Durante unos minutos nadie habló, ¡Dejah Thoris en poder de los Primeros Nacidos! La idea me anonadó, pero en seguida surgió en mí la habitual llamarada interna de confianza propia que me conducía al logro de mis victorias. Me puse en pie, erguí el cuerpo, levanté la espada y juré solemnemente sacar a mi princesa del cautiverio, o vengarla.

Salieron de sus vainas más de cien espadas y sus poseedores, o sea un numeroso grupo de valerosos guerreros, se subieron a la mesa, prometiéndome ayudarme en la empresa incluso hasta perder en ella las vidas y las propiedades. Di las gracias a tan leales amigos, y dejando a Carthoris con ellos, me retiré a la sala de audiencias con Kantos Kan, Tars Tarkas, Xodar y Hor Vastus, discutiendo juntos los detalles de la expedición hasta muy entrada la noche. Xodar estaba convencido de que Issus dejaría a Thuvia y Dejah Thoris para que la sirvieran un año.

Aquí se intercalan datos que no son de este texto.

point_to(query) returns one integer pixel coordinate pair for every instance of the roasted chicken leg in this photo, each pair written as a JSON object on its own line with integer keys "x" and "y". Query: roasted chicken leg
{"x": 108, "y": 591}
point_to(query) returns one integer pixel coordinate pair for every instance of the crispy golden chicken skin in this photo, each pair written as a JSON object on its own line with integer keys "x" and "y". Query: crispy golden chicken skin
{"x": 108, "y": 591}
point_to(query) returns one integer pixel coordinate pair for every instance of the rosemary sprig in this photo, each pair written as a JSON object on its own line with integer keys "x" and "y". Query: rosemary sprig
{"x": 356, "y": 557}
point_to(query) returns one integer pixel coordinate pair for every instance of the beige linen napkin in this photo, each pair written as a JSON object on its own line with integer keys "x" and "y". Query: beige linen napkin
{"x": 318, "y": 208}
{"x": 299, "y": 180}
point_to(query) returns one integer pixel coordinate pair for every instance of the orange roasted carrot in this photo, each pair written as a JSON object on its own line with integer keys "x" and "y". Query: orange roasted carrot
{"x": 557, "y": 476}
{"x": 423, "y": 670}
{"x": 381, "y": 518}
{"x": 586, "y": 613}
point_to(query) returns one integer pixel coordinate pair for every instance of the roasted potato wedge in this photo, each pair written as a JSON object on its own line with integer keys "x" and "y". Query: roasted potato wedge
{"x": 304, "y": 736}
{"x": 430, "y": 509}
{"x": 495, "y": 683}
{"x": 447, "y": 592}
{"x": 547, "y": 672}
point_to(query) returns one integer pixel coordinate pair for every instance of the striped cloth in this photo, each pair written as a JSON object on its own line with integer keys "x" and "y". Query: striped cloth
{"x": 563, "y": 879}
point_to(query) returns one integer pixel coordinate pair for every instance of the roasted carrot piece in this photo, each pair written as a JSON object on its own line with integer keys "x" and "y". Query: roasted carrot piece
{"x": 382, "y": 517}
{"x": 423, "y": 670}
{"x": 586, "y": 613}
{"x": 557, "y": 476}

—Durante ese espacio de tiempo no correrán ningún peligro inminente —agregó— y podremos preparamos para llevar a cabo con éxito nuestra arriesgada misión.

Se confió a Kantos Kan y Xodar lo concerniente a equipar la escuadra, adaptándola al objeto de penetrar en Omean. El primero convino en proporcionar los buques que fueran precisos sacándolos de los diques con la mayor rapidez posible, y Xodar se encargó de dotarlos de propulsores para la navegación marítima. Por una feliz casualidad, el negro, en su país, había tenido a su cuidado la reparación de los acorazados enemigos apresados por los piratas para que pudieran prestar servicio en Omean, y se hallaba familiarizado con la construcción de los elementos adecuados que el caso requería.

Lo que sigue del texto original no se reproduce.